Wellbrook Beetling Mill 



Wellbrook Beetling Mill is situated two and a half miles west of Cookstown it is a water driven mill built in the eighteenth century. 


The function of a beetling mill is to form a smooth glossy sheen on woven linen cloth. When the cloth first came to the mill it was wound around a smooth wooden cylinder, these were actually tree trunks which had been turned on a lathe.

The cylinder is set in a wooden frame called a beetling engine, directly above the cylinder are thirty two beetles, these are pieces of wood usually beech and are about 100 mm (4" ) square and about 5 Ft long, the beetles are set side by side and are free to move vertically, protruding from each of these about half way up is another piece of beech about 150 mm (6") long. 


 In line with these at the same height as the wiper beam, this is again a tree trunk with a steel shaft up the center bolted to this and arranged in a spiral are thirty two lifts, when the engine is started the wiper beam turns lifting and dropping the beetles in succession, at the same time the roller carrying the cloth turns but much more slowly.

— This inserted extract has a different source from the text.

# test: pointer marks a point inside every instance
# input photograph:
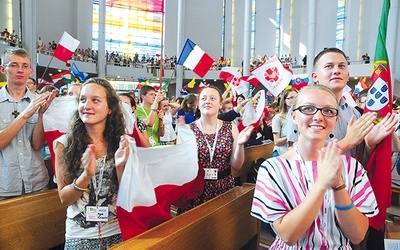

The cloth was beetled like this for two or three days.

After the cloth was finished it hung in the drying room above the engine house, before being folded for dispatch, linen was usually processed in bolts 23 yards long.


The waterwheel is a breast fed and is 16 ft in diameter and 4 ft 6 in wide, it powers the seven beetling engines. The mill is owned by the National Trust visitors can usually see the mill in operation, be warned it is a very noisy operation.

Irish linen exports soared from 500,000 yards in 1712 to 46,000,000 in 1796.